Tinius-Olsen 600,000 lb. Universal Testing Machine
The National Science Foundation awarded an "Engineering Research Equipment Grant: Acquisition of a High-Capacity Universal Testing Machine" to the department. This grant allowed the purchase of a new high-capacity universal testing machine for the structural mechanics laboratory. This is one of the most modern and highest capacity universal testing machines in any university in the nation. The machine is equipped with a compression bridge so that the testing regimen may be switched from compression to tension without changing the configuration of the machine. The loading program for the machine is computer controlled through a PC class microcomputer so that the testing cycles can be precisely replicated from specimen to specimen. If desired, the loading pattern may also be manually controlled. The new machine replaced an older 200,000 lb. capacity universal testing machine.
Forney 400,000 lb. Compression Testing Machine
This compression machine was donated to UAB by Sherman Industries, Inc., and was in use in a corporate testing laboratory prior to its acquisition by UAB. This machine carries the major instructional load for the department in the concrete testing area because of its high capacity and relative ease of operation.
Tinius-Olsen 60,000 lb. Universal Testing Machine
This machine, with four loading ranges from 600 to 60,000 lb. capacity, is the principal machine used in the Mechanics of Solids laboratories by students. It has also been an extremely reliable machine, and the most recent calibration of the machine found it within a tolerance of 1% throughout its range of loading.
Reihle 60,000 lb. Universal Testing Machine
This machine, also with four ranges from 600 to 60,000 lb. capacity, has not been as consistently reliable as the Tinius-Olsen machine described above. Thus, it is used principally for demonstration purposes where the precision of the results is not critical.
Tinius-Olsen 10,000 in. lb. Benchtop Torsion Machine
This machine is used regularly in the torsion experiments in the Mechanics of Solids laboratory with excellent results. The reliability has been good, and the calibration of the machine was adjustable to a tolerance of less than 1% throughout its range.
Custom Built 300,000 lb. Capacity Load Frame
This load frame was designed by Dr. N. Krishnamurthy, who was Professor and Chairman of the Civil Engineering Department at the time, as a high capacity load frame for loading full-size structural members and assemblies. The frame was fabricated and donated by a group of local firms in the steel industry. The frame was installed in the structural mechanics laboratory in March of 1980. Loads are applied to specimens through the use of calibrated jacks.
Custom built 400,000 lb. Capacity Load Frame
This load frame is capable of accommodating specimens up to 20 feet long when tested horizontally, and up to 8 feet long in a vertical test arrangement. The loading ram is moveable within the 5-foot opening to allow eccentric loading. This frame was installed in the structural mechanics lab in November of 1999.
Megadac Data Acquisition System
The Megadac consists of a powered frame, which will accept a wide variety of signal conditioning cards, enabling data capture from devices such as thermocouples, load cells, strain gages and tachometers. The Megadac system allows integration of state-of-the-art data management with traditional methods of teaching, and is an important tool for research.

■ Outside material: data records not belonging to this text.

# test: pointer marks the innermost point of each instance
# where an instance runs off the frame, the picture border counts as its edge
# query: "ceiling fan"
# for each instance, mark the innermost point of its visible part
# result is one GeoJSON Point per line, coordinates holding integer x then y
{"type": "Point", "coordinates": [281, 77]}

Freeze-Thaw Testing Equipment
This test equipment group consists of a freeze-thaw chamber and a Sonometer to measure the relative dynamic modulus of concrete. This equipment provides the Department with important capabilities in concrete testing.
Other equipment in the laboratory includes recently purchased strain-gage equipment from Vishay-MicroMeasurements Group. This equipment is used for student projects assigned in the Mechanics of Solids laboratory as well as faculty projects.
Additional equipment allows the preparation and testing of specimens in asphalt and Portland cement concrete. The equipment includes three concrete mixers, a Gilson vibrating sieve tester, miscellaneous scales and laboratory balances, a Marshall Stability test set, and other equipment for testing Portland cement concrete and asphaltic concrete specimens. The laboratory space is served by an overhead door at the back of the laboratory, facilitating the receipt of materials for the laboratory as well as the delivery of other over-sized shipments, which can be handled by a five-ton overhead crane with the ability to be positioned over most of the floor space in the laboratory.